42. Gebergtevorming en erosie
Onder de
aardkost nu, in de zgn. magmahaarden, kunnen zich op allerlei plaatsen
geweldige massa’s gesmolten gesteente verzamelen. De aard van dat magma verschilt
al naar het uitgangsmateriaal. Vaak bestaat het uit een mengeling van de
onderste niveaus van de aardkorst en de bovenste rand van de aardmantel. Er
ontstaat dan een basaltisch magma,
dat bij stolling voor wel de helft uit donkere mineralen bestaat en vaak nog
delen van de mantel uit de diepte meegesleurd blijkt te hebben in de vorm van
olivijnknollen. Deze hoogst interessante vreemdelingen uit de diepten van de
aardmantel treffen we ook in onze basaltzwerfstenen (zie foto 8) aan, zomede in
de basaltzuilen van de zeeweringen. Gebieden waar basalt is uitgevloeid zijn
b.v. de Stille Oceaan (met uitzondering van de zuidwesthoek), de eilanden in de
Atlantische Oceaan en dichterbij de basaltvulkanen in het Rijngebied om Bonn.

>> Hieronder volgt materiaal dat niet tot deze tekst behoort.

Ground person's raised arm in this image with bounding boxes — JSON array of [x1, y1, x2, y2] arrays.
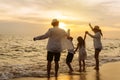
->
[[84, 32, 87, 41], [67, 29, 70, 37], [89, 23, 94, 31]]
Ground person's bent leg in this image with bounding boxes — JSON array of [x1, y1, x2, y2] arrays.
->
[[66, 53, 74, 72], [66, 62, 73, 72]]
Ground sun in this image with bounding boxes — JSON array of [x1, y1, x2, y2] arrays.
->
[[59, 22, 67, 31]]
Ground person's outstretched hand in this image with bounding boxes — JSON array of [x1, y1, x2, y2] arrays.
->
[[33, 37, 36, 41], [85, 31, 88, 34]]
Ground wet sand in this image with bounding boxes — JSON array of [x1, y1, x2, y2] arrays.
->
[[11, 62, 120, 80]]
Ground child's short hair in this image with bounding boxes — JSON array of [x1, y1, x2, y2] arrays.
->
[[67, 36, 73, 41]]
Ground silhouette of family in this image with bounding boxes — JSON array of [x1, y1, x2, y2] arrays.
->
[[33, 19, 103, 78]]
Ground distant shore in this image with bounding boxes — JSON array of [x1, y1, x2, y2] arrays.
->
[[11, 61, 120, 80]]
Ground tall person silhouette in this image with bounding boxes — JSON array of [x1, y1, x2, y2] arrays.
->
[[33, 19, 68, 78]]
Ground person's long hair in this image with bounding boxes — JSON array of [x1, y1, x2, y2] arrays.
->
[[77, 36, 85, 48], [99, 29, 103, 36], [93, 25, 103, 37]]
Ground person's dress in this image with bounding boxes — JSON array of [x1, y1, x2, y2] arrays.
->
[[78, 46, 87, 61]]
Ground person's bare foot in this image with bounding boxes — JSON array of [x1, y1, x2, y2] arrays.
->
[[94, 67, 99, 71], [69, 69, 74, 73], [47, 74, 50, 78], [79, 69, 82, 72], [83, 69, 86, 72], [83, 67, 86, 72]]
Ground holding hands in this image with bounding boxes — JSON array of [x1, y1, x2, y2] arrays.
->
[[33, 37, 37, 41], [74, 49, 77, 54], [85, 23, 93, 34], [85, 31, 88, 34]]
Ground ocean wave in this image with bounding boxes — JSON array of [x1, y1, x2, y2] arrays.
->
[[0, 56, 120, 80], [0, 35, 120, 79]]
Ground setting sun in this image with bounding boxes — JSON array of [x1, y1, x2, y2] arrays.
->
[[59, 22, 68, 31]]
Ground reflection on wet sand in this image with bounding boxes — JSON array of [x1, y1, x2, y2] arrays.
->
[[95, 71, 101, 80], [11, 62, 120, 80], [79, 73, 87, 80]]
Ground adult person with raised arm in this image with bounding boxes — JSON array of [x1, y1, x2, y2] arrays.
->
[[86, 23, 103, 70]]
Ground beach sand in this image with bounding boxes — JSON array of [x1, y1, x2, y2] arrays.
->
[[11, 62, 120, 80]]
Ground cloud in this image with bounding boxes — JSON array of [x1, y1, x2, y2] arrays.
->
[[0, 0, 120, 27]]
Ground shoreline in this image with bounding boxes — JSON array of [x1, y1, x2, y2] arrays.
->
[[10, 61, 120, 80]]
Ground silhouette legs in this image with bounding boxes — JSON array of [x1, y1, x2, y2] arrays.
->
[[94, 50, 101, 70], [47, 61, 59, 78], [66, 62, 73, 73], [47, 61, 51, 78], [79, 60, 86, 72], [55, 61, 59, 77]]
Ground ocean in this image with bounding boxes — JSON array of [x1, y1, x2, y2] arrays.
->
[[0, 34, 120, 80]]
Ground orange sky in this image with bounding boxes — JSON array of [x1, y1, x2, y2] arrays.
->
[[0, 0, 120, 38]]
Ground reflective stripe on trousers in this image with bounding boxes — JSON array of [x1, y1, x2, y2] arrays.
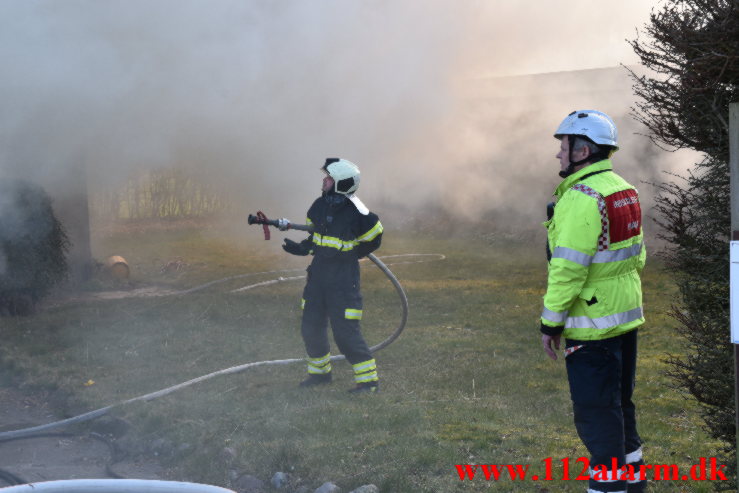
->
[[307, 353, 332, 374], [352, 358, 378, 383], [345, 308, 362, 320]]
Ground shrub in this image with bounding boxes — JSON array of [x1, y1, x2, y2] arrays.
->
[[0, 179, 69, 315]]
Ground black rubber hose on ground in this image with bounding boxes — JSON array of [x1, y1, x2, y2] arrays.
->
[[0, 253, 409, 443]]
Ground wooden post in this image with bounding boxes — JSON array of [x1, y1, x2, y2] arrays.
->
[[730, 102, 739, 477]]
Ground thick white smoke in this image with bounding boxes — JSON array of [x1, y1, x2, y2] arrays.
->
[[0, 0, 689, 232]]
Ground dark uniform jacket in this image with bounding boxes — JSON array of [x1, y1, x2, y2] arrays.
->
[[294, 193, 383, 265]]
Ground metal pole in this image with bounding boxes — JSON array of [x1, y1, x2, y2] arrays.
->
[[729, 102, 739, 477]]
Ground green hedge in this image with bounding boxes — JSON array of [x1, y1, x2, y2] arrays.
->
[[0, 180, 69, 315]]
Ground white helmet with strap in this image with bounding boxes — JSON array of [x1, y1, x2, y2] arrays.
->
[[322, 158, 369, 215], [554, 110, 618, 177], [322, 158, 360, 195], [554, 110, 618, 148]]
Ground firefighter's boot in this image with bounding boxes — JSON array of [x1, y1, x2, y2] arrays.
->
[[299, 373, 332, 388], [348, 381, 379, 394]]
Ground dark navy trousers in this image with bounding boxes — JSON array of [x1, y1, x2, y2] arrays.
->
[[565, 329, 645, 492], [301, 259, 372, 365]]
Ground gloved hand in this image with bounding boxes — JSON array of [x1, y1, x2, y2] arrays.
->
[[282, 238, 309, 256]]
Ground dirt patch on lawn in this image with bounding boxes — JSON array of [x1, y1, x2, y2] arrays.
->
[[47, 286, 181, 305], [0, 385, 168, 486]]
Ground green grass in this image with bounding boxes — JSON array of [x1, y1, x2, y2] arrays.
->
[[0, 222, 726, 492]]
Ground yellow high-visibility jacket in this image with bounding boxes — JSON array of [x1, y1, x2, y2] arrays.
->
[[541, 160, 646, 340]]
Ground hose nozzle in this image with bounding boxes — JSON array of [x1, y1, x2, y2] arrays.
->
[[248, 211, 313, 240]]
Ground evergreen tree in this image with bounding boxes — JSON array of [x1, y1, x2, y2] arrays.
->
[[0, 180, 69, 315], [628, 0, 738, 487]]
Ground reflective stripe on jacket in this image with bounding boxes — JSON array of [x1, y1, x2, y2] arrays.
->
[[305, 193, 382, 261], [541, 160, 646, 340]]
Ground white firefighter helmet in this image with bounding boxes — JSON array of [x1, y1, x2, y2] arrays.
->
[[322, 158, 361, 195], [554, 110, 619, 150]]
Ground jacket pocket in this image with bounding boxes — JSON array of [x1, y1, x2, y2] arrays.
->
[[578, 287, 597, 305], [577, 286, 612, 329]]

Ook in Zuid-Zweden en in Noorwegen zijn basalten uitgevloeid. Er zijn echter
ook vele gevallen waarin de magmasubstantie geheel bestaat uit
aardkorstmateriaal, en dan krijgen we met een granitisch magma te doen dat bij stolling weinig donker materiaal
oplevert, maar zoveel te meer kwarts. Uit de aard van de zaak vinden we uitvloeiingen
van granitisch magma zelden op eilanden in de oceanen; daar immers is de
aardkorst maar dun. Zoveel te meer treffen we ze aan de randen en op de flanken
van continenten aan, en wel in talloze variaties en mengvormen van nog tamelijk
donkere lava tot zeer kiezelzuurrijke vulkanische as; nauwelijks zijn er in
deze groep gesteenten van precies eendere samenstelling aan te wijzen, wat bij
de naamgeving natuurlijk ernstige problemen geeft. Een voorbeeld van een gebied
waar granitisch magma is uitgetreden is het geweldige kwartsporfier-plateau om Bolzano, in Zuid Tirol. Een mengvorm
vinden we wat dichter bij in de enorme steengroeve van Quenast (België), welker
kwartsdiorietporfiriet zoveel van
onze straatkeien heeft geleverd; hierin is al veel hoornblende naast de kwarts
aanwezig.
|
|
43. Basaltzuil
als zwerfblok uit het Rijn- gebied, van Amersfoort; sterk verkleind. |
44.
Vloeistructuren, bij magmastolling bewaard gebleven; naar zwerfstenen van
Amersfoort. |
Maar niet
alle, zelfs lang niet alle magmalichamen doorbraken de aardkorst om als
vulkaangebied uit te vloeien! Soms zijn er reusachtige gangen, lenzen, platen
halverwege in de aardkorst blijven steken en daar gestold. Zulke lichamen
noemen we laccolieten. Prachtige
voorbeelden ervan vinden we in West Duitsland. Naast vulkanen (zoals b.v. de
Rodderberg tegenover Königswinter) van basalt waar de basalt deels als as,
bommetjes en vooral als blazenrijke dekken van basaltlava bewaard bleef vinden
we ook steile bergen waarin de basalt in zuilvorm voorkomt. Deze zuilvorm nu
ontstaat alleen maar als de basaltlava in lange jaren rustig kan afkoelen. Door
het krimpen van het gesteente vindt dan afzondering van de zuilen plaats,
evenals we die zien aan indrogende klei op een opgespoten terrein (vergelijk
Fig. 81). Deze laccolieten zijn aan de dag gekomen doordat de erosie de
vroegere deklagen heeft weggevoerd, ongeveer zoals in Fig. 45 geïllustreerd.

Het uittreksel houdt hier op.